Zainal Asikin|teraslampung.com
BANDARLAMPUNG-Ketua Umum Lembaga Perlindungan Anak Indonesia (LPAI), Seto Mulyadi atau yang akrab disapa Kak Seto mengatakan, kasus pembunuhan yang melibatkan MK (14) sebagai pelaku yang masih seorang anak-anak dan pelajar ini, perlu adanya perbedaan penangannya dengan pelaku orang dewasa.
“Pelaku juga sebagai korban dari lingkungan yang tidak kondusif. Kasus ini memang perlu ditangani secara serius, para penegak hukum perlu memperhatikan hak-hak anak meski sebagai pelaku juga sebagai korban,”kata Kak Seto kepada teraslampung.com, Senin (20/2/2017) malam.
Menurutnya, proses hukum tetap dan hukuman memang perlu diberikan, akan tetapi hukuman yang diberikan bagaimana cara mengubah prilaku anak tersebut agar tidak melakukan tindakan kriminal. Karena itu juga, ada undang-undang sistem peradilan anak.

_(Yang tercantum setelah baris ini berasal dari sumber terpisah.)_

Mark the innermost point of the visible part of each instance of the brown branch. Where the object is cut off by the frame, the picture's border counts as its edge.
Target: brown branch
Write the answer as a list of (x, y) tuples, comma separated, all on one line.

“Artinya pelaku anak harus dihukum sudah pasti ya, tapi dihukumnya juga dalam bahasa anak. Hal ini dilakukan, supaya anak ini benar-benar belajar dan tidak mengulangi perbuatannya lagi,”ujarnya.
Psikolog dan juga pakar pendidikan anak-anak ini mengutarakan, masa depan terhadap pelaku anak perlu menjadi perhatian untuk semua dan perlu adanya rehabilitasi atau terapi terhadap pelaku anak. Rehabilitasi itu sendiri, bisa dilakukan dengan biaya dari Dinas Sosial.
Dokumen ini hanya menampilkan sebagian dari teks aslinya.